The U.S. was the first country to offer aid to the stricken island nation and reports state the capital of Port-au-Prince was practically destroyed. Casualties are wide-spread and the level of devastation has yet to be calculated. Haiti's first lady, Elisabeth Debrosse Delatour, has requested aid in the form a "hospital ship" to help treat the injured.
The Caribbean nation of Haiti is no stranger to disasters of epic proportions. With the unwanted distinction of being the poorest country in the western hemisphere, it takes only the most minor of hazards to wreak havoc on the island nation. Hammered by hurricanes, flooding, and civil unrest, Haiti's problems run deep.

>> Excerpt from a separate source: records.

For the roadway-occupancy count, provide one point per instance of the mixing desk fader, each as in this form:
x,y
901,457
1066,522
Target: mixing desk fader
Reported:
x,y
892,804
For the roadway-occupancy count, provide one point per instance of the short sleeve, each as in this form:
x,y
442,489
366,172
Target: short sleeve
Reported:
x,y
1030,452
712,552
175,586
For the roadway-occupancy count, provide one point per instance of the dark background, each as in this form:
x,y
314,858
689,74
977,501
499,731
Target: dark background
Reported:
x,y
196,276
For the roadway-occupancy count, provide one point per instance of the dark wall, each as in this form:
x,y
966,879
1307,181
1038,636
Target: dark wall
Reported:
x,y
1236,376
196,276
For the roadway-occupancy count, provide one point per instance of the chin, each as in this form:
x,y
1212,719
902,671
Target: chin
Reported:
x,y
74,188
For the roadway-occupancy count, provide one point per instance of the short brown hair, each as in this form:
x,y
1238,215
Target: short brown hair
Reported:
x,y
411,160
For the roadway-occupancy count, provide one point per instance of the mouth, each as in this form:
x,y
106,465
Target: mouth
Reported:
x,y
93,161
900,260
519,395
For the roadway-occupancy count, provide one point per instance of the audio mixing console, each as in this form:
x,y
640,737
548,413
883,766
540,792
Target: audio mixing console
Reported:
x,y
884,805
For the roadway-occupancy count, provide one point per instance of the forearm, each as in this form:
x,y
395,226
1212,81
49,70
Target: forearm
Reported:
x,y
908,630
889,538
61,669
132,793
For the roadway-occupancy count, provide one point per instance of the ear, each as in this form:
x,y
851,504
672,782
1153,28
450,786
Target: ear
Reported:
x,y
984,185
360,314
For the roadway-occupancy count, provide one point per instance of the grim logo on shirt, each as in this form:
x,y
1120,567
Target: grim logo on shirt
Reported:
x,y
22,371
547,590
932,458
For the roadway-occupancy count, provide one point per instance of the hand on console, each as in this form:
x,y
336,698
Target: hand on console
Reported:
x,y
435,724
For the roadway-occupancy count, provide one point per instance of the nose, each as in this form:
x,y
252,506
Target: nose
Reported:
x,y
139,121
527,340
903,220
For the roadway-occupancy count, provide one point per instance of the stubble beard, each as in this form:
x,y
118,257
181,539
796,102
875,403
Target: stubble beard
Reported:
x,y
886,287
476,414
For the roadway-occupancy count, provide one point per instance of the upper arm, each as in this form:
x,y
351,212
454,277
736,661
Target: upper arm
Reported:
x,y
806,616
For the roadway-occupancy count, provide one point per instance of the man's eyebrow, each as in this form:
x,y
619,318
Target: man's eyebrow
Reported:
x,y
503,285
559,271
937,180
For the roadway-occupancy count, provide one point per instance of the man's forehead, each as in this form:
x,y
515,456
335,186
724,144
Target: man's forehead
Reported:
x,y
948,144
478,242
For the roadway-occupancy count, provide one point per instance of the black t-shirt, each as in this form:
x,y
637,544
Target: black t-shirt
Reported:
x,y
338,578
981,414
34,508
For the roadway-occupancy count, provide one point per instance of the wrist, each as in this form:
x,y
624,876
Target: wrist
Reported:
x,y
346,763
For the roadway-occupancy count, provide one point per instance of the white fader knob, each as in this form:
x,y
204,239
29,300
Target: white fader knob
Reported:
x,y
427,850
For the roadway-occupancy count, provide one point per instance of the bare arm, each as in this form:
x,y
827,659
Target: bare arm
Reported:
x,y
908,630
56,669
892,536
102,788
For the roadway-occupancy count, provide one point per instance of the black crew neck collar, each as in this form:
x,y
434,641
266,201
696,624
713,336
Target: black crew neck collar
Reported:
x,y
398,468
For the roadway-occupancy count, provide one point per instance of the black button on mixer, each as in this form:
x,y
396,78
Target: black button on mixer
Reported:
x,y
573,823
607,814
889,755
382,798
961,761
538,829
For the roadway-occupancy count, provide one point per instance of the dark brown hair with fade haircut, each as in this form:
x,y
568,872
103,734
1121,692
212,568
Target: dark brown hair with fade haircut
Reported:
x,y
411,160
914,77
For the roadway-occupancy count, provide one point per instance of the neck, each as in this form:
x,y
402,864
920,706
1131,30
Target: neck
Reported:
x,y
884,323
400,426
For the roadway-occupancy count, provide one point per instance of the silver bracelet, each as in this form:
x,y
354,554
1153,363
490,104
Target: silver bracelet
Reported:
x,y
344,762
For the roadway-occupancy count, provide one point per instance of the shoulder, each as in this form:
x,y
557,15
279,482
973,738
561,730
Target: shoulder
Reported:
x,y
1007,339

The biggest issues now are to help those still trapped in the rubble, prevent further injuries from unstable buildings, provide relief in the form of food and water, as well as medical aid and restore a sense of order. Just getting aid workers in to the country is proving a logistical nightmare - though at least one airport is semi-functioning.
Haiti is especially susceptible to damage due to poor construction and lax building codes, even the presidential palace was destroyed.Compounding the dangers and fears were dozens of strong aftershocks of 4.0 magnitudes or higher striking after the first quake, trapping many more and causing further damage. There are currently no estimates of the number of dead or wounded. Even more misery is expected after learning a five-story U.N Peacekeeping compound was destroyed which housed approximately 250 workers.
As more information trickles out, we will be able to update with details on the number of dead and the level of destruction. Aid relief foundations are being set up quickly to help those in need.